The cross-validation results during modeling are presented in Table 3. The ROC-AUC and Recall values were stable and high, resulting in 0.9796 ± 0.0053 and 0.9540 ± 0.0234, respectively. Meanwhile, their precision was low at 0.0642 ± 0.0049. Thus, F1 was calculated as 0.1203 ± 0.0087.

Table 3. Cross-Validation Result.

Validation Accuracy ROC-AUC Recall Precision F1
1 0.9197 0.9757 0.9355 0.0651 0.1217
2 0.9222 0.9839 0.9787 0.0704 0.1313
3 0.9113 0.9688 0.9255 0.0593 0.1114
4 0.9133 0.9838 0.9681 0.0630 0.1183
5 0.9072 0.9750 0.9255 0.0568 0.1071
6 0.9112 0.9811 0.9785 0.0616 0.1158
7 0.9195 0.9849 0.9785 0.0675 0.1263
8 0.9261 0.9868 0.9785 0.0732 0.1361
9 0.9190 0.9793 0.9462 0.0652 0.1220
10 0.9134 0.9768 0.9247 0.0600 0.1127
Mean ± SD 0.9163 ± 0.0056 0.9796 ± 0.0053 0.9540 ± 0.0234 0.0642 ± 0.0049 0.1203 ± 0.0087

Test and external validation summary and prediction results are presented in Table 4.

Table 4. Summary and Prediction Results from 30% Model Data and Validation Data.

30% of Model data Validation data
Number of patients 29258 35480
Number of deceased patients 270 260
Number of laboratory tests 67027 112008
 Number of negative laboratory tests 66627 111419
Correct Incorrect Correct Incorrect
  CVL prediction 60785 5842 101754 9665
  XGB prediction 61153 5474 105496 5923
 Number of positive laboratory tests 400 589
Correct Incorrect Correct Incorrect
  CVL prediction 239 161 307 282
  XGB prediction 382 18 460 129
Negative laboratory tests were tests conducted on survivors more than 7 days before death.
Positive laboratory tests were tests conducted within 7 days before death.
CVL: Critical value list
XGB: Gradient boosting decision tree prediction

The 400 positive laboratory tests performed within 7 days of death in the 30% model data were performed on 270 deceased patients. Similarly, 589 positive laboratory tests in the validation data were conducted on 260 patients.

In the 30% model data, CVL correctly predicted 60785 (91.2%) of 66627 negative results and failed to correctly predict 5842 of them. Furthermore, CVL correctly predicted 239 (59.8%) of 400 positive results and failed to correctly predict 161. The ROC-AUC, Recall, precision, and F1 values resulting from CVL prediction were 0.7549, 0.5975, 0.0393, and 0.0738, respectively.

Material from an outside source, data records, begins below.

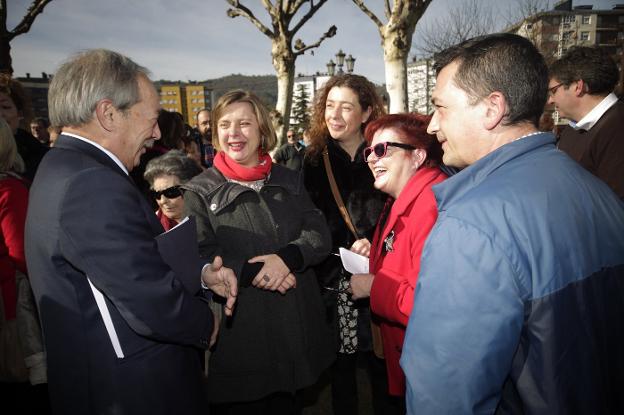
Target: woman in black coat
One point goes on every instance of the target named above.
(341, 111)
(258, 217)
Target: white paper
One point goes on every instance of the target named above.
(352, 262)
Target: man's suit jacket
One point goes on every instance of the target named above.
(87, 221)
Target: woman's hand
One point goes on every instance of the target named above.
(289, 282)
(361, 285)
(272, 274)
(361, 246)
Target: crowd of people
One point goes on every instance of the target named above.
(495, 254)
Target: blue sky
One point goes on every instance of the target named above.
(195, 40)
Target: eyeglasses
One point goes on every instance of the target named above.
(170, 193)
(380, 149)
(553, 90)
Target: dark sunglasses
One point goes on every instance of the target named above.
(380, 149)
(170, 193)
(553, 90)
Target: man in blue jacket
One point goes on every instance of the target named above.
(519, 303)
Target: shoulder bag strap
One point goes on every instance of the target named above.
(337, 197)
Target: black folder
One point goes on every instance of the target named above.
(178, 248)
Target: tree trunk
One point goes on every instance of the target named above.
(284, 63)
(395, 64)
(5, 57)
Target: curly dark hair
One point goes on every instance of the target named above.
(367, 97)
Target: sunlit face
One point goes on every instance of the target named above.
(239, 133)
(39, 131)
(343, 114)
(138, 126)
(456, 122)
(171, 208)
(9, 111)
(396, 168)
(562, 97)
(203, 123)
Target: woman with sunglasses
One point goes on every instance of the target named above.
(165, 174)
(404, 160)
(258, 217)
(341, 111)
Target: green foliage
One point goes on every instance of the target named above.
(301, 110)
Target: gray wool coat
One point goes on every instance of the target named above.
(273, 342)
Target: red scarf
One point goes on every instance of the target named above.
(233, 170)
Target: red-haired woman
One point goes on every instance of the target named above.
(404, 161)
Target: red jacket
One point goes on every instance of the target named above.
(13, 204)
(395, 262)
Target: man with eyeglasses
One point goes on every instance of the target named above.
(518, 305)
(581, 87)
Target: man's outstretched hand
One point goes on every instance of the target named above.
(222, 281)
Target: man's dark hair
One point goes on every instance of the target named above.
(593, 65)
(502, 62)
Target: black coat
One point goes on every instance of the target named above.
(364, 203)
(31, 151)
(273, 342)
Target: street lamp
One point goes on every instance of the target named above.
(340, 61)
(350, 63)
(331, 68)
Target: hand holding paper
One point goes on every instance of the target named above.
(352, 262)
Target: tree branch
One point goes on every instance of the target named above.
(387, 9)
(308, 15)
(330, 33)
(241, 10)
(33, 11)
(370, 14)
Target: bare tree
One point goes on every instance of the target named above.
(528, 18)
(468, 19)
(520, 10)
(284, 56)
(6, 36)
(396, 40)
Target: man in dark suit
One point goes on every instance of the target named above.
(581, 87)
(121, 331)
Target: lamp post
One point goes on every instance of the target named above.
(331, 68)
(350, 63)
(341, 59)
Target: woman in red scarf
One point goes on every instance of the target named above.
(404, 160)
(258, 217)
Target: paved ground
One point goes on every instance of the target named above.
(317, 400)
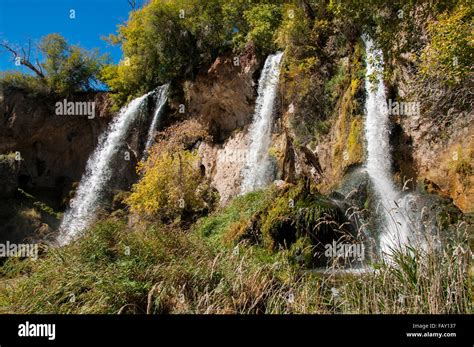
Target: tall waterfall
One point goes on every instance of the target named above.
(98, 172)
(161, 97)
(257, 171)
(394, 224)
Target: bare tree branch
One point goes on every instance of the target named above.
(24, 59)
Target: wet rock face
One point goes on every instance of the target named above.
(438, 143)
(54, 148)
(222, 164)
(223, 98)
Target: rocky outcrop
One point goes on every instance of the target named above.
(54, 148)
(223, 98)
(437, 152)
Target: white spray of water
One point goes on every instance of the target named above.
(98, 173)
(257, 172)
(161, 97)
(395, 229)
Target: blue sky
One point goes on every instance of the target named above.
(23, 20)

XGB correctly predicted 61,153 (91.8%) of the negative results and 382 (95.5%) of the positive results. The ROC-AUC, Recall, precision, and F1 values resulting from 30% model data prediction were 0.9805, 0.9550, 0.0652, and 0.1221, respectively.

In the external validation data, CVL and XGB predicted 10,1754 (91.3%) and 10,5496 (94.7%) of the 111,419 negative results and 307 (52.1%) and 460 (78.1%) of the 589 positive results, respectively. The ROC-AUC, Recall, precision, and F1 values resulting from the external validation data prediction were 0.9702, 0.8964, 0.0574, and 0.1078, respectively.

A comparison of CVL and XGB with the 30% model data and the external validation data is presented in Table 5.

Table 5. Comparison of Prediction Results from 30% Model Data and External Validation Data.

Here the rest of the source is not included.